Discussion in 'Technical Analysis' started by oilfxpro, Sep 1, 2012.

  1. Most professors who teach in business schools feel that most technical analysis rules are historic , and are aids for gamblers.Gamblers need a reason to bet , and technical anylysis gives gamblers the reason.

    A recent study by finance professors at Massey University in New Zealand examined more than 5,000 technical trading rules to see if they added value. The authors found "no evidence that the profits to the technical trading rules we consider are greater than those that might be expected due to random data variation."

    Most of you will give opinions of why t/a works , you can not provide any evidence or studies because technical anylysis can not be tested , it does not always work , all context can not be applied in testing , emotional trading failures due to t/a failure can't be tested , stress and it's negative influences of t/a can't be back tested.WTF. F O S .

    Give me 50 opinion posts without evidence ,and start up 10 other threads positive about t/a , that t/a works.

    95 % losers in trading probably use t/a to place bets.
    SupermanTrades likes this.
  2. jcl


    Of course TA can be tested - when you trade an algorithm that makes steady profit, it obviously works. Such algorithms have been posted here several times, and anyone can verify that they work.
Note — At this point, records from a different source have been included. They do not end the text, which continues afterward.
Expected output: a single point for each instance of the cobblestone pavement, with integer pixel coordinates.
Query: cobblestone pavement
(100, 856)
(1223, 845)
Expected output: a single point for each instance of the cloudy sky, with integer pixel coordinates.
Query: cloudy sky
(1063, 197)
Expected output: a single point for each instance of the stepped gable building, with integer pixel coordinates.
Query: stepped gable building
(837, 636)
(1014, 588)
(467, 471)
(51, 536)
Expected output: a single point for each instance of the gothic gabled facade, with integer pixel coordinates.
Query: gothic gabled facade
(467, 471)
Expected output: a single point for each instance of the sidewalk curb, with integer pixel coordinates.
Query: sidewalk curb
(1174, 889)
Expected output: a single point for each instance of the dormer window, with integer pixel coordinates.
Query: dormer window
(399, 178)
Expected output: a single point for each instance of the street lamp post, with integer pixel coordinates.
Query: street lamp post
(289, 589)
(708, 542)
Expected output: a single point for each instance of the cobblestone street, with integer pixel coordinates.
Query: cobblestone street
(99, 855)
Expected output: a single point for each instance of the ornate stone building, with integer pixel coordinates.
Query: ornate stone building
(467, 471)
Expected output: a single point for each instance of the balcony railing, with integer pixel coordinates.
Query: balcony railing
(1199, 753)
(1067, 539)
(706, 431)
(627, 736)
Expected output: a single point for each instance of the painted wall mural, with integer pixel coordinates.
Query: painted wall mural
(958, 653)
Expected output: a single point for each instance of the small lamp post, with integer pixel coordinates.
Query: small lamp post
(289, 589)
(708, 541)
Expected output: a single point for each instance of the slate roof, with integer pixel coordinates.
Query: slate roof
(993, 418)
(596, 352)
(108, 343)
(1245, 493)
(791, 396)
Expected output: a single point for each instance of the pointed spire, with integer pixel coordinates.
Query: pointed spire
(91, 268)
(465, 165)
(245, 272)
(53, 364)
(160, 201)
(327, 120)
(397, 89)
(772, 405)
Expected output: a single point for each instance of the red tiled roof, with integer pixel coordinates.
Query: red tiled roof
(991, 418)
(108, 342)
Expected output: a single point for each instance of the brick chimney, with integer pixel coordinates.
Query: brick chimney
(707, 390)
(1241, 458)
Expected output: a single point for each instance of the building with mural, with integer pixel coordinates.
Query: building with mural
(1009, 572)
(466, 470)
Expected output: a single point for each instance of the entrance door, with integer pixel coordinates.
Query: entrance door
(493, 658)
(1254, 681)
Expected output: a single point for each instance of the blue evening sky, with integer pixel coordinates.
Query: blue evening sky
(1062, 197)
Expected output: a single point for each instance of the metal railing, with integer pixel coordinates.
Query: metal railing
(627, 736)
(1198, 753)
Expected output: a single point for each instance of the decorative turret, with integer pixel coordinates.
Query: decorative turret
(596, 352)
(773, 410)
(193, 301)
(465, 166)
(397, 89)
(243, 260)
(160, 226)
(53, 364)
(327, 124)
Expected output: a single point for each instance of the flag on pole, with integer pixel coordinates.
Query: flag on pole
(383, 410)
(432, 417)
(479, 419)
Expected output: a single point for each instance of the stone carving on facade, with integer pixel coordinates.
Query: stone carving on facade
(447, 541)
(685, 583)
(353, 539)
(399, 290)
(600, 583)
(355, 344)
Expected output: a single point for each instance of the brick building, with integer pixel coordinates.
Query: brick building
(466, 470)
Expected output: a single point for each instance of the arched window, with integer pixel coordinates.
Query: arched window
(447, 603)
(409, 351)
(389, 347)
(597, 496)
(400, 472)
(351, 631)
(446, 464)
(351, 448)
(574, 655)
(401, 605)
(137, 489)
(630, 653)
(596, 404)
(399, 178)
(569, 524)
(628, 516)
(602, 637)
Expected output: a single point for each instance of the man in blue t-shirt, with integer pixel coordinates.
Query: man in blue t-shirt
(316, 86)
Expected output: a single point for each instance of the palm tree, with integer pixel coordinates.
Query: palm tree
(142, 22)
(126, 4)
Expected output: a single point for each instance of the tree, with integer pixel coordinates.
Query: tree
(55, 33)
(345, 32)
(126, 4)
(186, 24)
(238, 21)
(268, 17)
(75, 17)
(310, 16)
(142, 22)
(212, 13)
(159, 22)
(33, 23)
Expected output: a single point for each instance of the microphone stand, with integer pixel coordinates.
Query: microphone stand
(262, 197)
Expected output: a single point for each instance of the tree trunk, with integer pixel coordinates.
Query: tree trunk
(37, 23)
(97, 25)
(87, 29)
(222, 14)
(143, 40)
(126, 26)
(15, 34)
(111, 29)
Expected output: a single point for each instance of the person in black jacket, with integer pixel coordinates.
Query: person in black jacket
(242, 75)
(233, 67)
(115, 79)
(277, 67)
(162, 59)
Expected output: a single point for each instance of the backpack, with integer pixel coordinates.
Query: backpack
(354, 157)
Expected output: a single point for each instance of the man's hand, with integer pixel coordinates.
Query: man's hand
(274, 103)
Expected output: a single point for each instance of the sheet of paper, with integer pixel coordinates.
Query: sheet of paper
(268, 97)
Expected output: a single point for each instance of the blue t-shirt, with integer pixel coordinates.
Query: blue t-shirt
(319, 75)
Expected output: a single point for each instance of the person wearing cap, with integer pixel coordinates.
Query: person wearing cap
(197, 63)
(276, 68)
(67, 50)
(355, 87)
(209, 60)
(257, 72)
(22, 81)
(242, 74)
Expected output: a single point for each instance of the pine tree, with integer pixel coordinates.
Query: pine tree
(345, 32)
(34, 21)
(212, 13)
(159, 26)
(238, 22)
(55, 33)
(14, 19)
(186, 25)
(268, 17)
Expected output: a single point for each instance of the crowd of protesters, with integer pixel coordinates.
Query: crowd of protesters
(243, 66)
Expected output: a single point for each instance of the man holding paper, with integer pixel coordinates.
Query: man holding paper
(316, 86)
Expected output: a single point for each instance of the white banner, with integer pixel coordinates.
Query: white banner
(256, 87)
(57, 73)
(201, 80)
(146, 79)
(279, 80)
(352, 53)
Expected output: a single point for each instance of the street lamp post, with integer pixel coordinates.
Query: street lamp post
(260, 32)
    Your "finance professors" apparently just proved that their 5000 rules do not work. What has this do do with science? Anyone can easily produce 10,000 TA rules that won't work either.
  3. It's not because it doesn't work. It's because you don't know what your doing. Books, and websites do not give you a cookie-cutter edge and actually can set you back simply due to how open-ended this study is. I spent 6 years wasting my time trying to make things work until someone on here put me on the correct path. Took another 2 years after that to finally get rid of the bad habits and another 1 year after that to get to profitability. Spending 10 hours+ a day scanning over charts and putting pieces together. After that you need to learn to execute which is another HUGE bump in the road. So it's certainly not easy and that's why 95% fail. The majority that succeed have had something handed to them.
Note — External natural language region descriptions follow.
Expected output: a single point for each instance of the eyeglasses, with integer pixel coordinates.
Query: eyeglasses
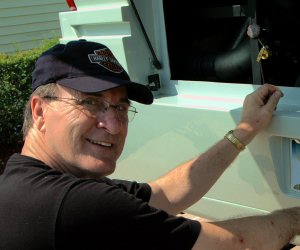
(124, 111)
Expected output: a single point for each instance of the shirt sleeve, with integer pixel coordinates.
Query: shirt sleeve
(116, 215)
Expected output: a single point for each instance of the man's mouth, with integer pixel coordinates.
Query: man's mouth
(100, 143)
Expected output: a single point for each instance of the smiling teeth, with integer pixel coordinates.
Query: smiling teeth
(105, 144)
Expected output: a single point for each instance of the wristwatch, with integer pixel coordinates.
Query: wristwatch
(235, 141)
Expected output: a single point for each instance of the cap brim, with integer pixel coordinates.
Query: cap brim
(89, 84)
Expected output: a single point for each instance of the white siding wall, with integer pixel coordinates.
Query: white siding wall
(24, 24)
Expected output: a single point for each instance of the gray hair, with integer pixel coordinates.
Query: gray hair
(48, 89)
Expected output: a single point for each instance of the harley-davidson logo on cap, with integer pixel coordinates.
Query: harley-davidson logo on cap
(106, 59)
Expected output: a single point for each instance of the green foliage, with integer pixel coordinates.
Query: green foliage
(15, 89)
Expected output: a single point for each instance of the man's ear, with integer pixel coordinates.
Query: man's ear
(38, 112)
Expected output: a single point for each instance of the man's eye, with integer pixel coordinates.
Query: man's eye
(122, 108)
(88, 102)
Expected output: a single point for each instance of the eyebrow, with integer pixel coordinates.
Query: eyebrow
(122, 100)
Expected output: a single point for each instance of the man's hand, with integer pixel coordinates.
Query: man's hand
(258, 108)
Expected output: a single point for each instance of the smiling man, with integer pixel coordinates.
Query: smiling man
(56, 193)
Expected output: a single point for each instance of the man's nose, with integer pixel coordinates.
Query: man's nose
(110, 121)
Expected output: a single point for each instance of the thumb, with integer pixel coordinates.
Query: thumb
(273, 100)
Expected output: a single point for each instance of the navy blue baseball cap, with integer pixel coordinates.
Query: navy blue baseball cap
(88, 67)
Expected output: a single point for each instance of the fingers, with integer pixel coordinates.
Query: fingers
(270, 95)
(273, 100)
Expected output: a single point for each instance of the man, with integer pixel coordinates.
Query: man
(56, 194)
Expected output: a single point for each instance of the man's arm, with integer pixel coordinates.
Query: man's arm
(264, 232)
(187, 183)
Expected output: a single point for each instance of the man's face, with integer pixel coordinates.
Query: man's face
(82, 142)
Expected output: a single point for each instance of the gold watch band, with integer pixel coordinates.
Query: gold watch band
(235, 141)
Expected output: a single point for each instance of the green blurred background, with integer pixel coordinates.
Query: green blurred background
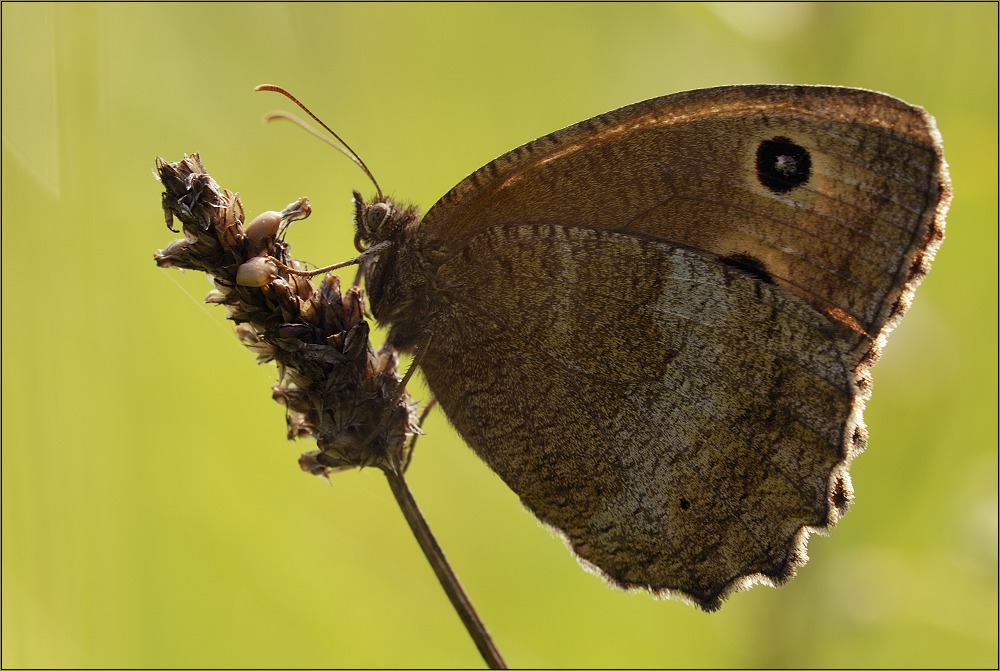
(153, 513)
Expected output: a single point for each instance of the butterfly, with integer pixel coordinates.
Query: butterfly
(656, 325)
    I will say that i'm not in the market all the time like others. There are guys on here that can trade circles around me. I can only pick off a small percent of the overall movement of the market. But that's enough for me.

    Moreover, anyone on here can use TA to determine an excellent trade. The trick is self control. Don't trade unless you're sure of what you're doing. Wait until you get a screamer. Otherwise stay the heck out and find something else to do.
  4. jcl


    That's only partially true. For rational TA methods - I don't mean esoteric stuff like Elliott waves, Fibonacci etc. - you can normally tell why they work. But you don't know why they work with certain parameter sets and not with others. Due to the complexity of the markets, there is no such thing as TA theory. TA is mostly empirical.
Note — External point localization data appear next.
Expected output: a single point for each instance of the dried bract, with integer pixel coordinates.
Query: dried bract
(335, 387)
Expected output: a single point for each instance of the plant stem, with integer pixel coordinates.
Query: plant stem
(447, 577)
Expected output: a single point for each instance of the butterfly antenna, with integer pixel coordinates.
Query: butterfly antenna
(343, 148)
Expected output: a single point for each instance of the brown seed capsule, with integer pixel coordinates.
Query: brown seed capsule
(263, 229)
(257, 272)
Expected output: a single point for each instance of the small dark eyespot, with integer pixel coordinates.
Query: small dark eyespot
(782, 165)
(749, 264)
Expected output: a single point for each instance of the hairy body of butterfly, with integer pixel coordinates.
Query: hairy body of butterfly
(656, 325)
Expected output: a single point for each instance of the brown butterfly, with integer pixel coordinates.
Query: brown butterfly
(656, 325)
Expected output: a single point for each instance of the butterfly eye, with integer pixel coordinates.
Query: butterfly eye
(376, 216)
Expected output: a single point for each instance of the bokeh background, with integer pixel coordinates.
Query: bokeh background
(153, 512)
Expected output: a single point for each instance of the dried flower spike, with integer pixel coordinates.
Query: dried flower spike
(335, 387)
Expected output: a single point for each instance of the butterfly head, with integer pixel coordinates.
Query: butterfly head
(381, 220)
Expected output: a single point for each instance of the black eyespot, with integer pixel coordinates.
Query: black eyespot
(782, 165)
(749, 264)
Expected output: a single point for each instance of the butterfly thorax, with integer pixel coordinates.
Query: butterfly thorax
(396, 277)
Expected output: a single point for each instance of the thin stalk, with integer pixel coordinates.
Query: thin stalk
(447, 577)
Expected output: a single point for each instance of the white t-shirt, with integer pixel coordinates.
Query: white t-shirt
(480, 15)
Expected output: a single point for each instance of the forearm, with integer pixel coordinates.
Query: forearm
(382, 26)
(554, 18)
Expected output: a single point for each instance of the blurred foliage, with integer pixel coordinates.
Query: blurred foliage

    However bad habits, self control, and the other problems you mentioned are easily solved when you don't trade yourself, but leave that to your computer.
  5. Why hasn't anyone produced a software with algorithms ? your statement is incorrect , and you lack the knowledge about software and algos.

    The professors probably took an independent view , and proved that 10,000 t/a rules worked and 10,000 did not work., so there was no benefit.

    There are plenty of software sellers on this site , why don't they just license it out on commission basis with guaranteed profits?The softwares don't work consistently.
  6. Exactly! After 9 fuckin years , it's certainly not easy and that's why 95% fail.

    There is no edge or benefit ,if somebody does not hand you something , so by your own admission t/a has no edge.
  7. ssrrkk


    I've tested plenty of signals that only work when you neglect commission and slippage. Even MACD or simple MA cross-overs work over a long period of time with some drawdowns of course, only if you neglect commission and slippage. The intriguing thing is that pretty much all simple methods cannot overcome the costs. Perhaps that is not a coincidence.

  8. Why should lagging data and information produce future profits and provide an edge?
  9. ssrrkk


    Surprising but it does. I have hundreds of such test results. Also MACD is widely published. Also take a look at the world championship automated trading competitions. Most of the "successful" winning algorithms are based on cross-overs. Overcoming the costs is the name of the game.
  10. jcl


    I can not confirm this experience, and there is also no logical reason for it. Commission and slippage alone have no impact on the profitability of an algorithm. They have only relevance in combination with the timeframe.

    When you trade on minutes timeframes, then of course your algorithm must be very profitable for overcoming the trading costs, because the price movements are small. When you however trade the same algo on hour or day time frames, trading costs are negligible compared to the typical price movement range.

    I can also not confirm that simple MA or MACD crossovers are a consistently profitable algorithm. That has been also proved wrong by several studies.